Anezka squints into the darkness but cannot tell which of the shadows belongs to Zalenka. She starts to call out but stops. She knows Zalenka is there; she knows that she will never again be alone. Anezka ventures forward a few steps, dragging her feet through the ashes until they strike another fallen tree. She kicks along its side to determine whether there is a branch small enough for her to lift without Zalenka's help. Something seems unusual about the tree. She kicks it again, and her jaw falls open in amazement.

Too far away to see what Anezka has found, Zalenka drops her armload of wood as soon as she hears Anezka's shout and stumbles toward her as fast as she can, swinging her stiff legs over the blackened debris.
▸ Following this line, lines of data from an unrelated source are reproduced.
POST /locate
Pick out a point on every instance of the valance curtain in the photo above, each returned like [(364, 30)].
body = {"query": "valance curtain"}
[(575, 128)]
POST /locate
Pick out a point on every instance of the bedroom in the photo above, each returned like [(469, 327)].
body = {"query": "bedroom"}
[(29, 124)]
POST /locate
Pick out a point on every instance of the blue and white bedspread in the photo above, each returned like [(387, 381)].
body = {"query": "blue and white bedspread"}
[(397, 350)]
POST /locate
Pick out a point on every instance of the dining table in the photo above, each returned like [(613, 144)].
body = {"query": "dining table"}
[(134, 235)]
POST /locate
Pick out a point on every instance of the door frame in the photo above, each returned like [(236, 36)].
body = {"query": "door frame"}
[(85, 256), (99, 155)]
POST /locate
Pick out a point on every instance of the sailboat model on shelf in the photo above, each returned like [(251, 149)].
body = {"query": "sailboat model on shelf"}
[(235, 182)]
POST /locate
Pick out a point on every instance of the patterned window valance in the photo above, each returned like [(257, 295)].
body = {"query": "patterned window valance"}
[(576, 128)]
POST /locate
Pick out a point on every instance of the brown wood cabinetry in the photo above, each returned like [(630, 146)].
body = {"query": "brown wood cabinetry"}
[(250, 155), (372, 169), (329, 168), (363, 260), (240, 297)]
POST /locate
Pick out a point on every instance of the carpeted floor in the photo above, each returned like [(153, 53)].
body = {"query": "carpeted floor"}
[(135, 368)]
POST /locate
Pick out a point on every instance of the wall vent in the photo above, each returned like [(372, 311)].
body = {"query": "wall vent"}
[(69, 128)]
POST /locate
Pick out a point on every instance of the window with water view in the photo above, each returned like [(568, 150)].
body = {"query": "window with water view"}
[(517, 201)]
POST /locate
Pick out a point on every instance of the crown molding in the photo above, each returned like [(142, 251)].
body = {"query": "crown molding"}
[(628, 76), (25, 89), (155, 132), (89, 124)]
It is not quite a scream but something closer to startled amazement. Zalenka finds Anezka standing next to the upturned roots of a large tree trunk half buried in the ashes.

“Co se děje?! Jsi v pořádku?!”

“I am fine,” Anezka reassures her friend. “But please, you must watch. Amazing things. These American woods, they live.”

Anezka reaches out for Zalenka's support, then she swings her
right leg with as much force as she can muster and kicks the fallen tree. The mound of debris stirs and a weak moan rises from under the ashes.

Anezka smiles. “It is a miracle, this moaning tree, yes? An American golem.”

Zalenka drops to her knees and claws through the charred earth until her fingers strike something soft in the soot. She pulls her kerchief from her head and wipes at the soft black mound until something pale emerges—a round opening that moves, opens and closes—a mouth—then a nose, a pair of eyes. The moaning increases, the eyes flutter open, and Zalenka sees in them the unmistakable shock of recognition. Zalenka grabs Anezka's arm.

“It is the priest.”

“The priest for the new church?”

“He.”

Together they dig through the ashes. Caleb Ephraim Dowdy is pinned under the massive tree, his right leg twisted at a telling angle beneath the weight of the trunk. At least one bone is broken, Zalenka can tell, but the size of the tree has saved him from the fire. Most of the heavy trunk is burned away, enough that Zalenka is able to rock it back and forth while Anezka pulls at Caleb's left arm until he is out from under it.

Caleb's lips work and he coughs; he tries to speak. He has not had a pipe in three days, and the effects on his brain are even more devastating than the hunger and thirst and pain that hold the rest of his body in thrall.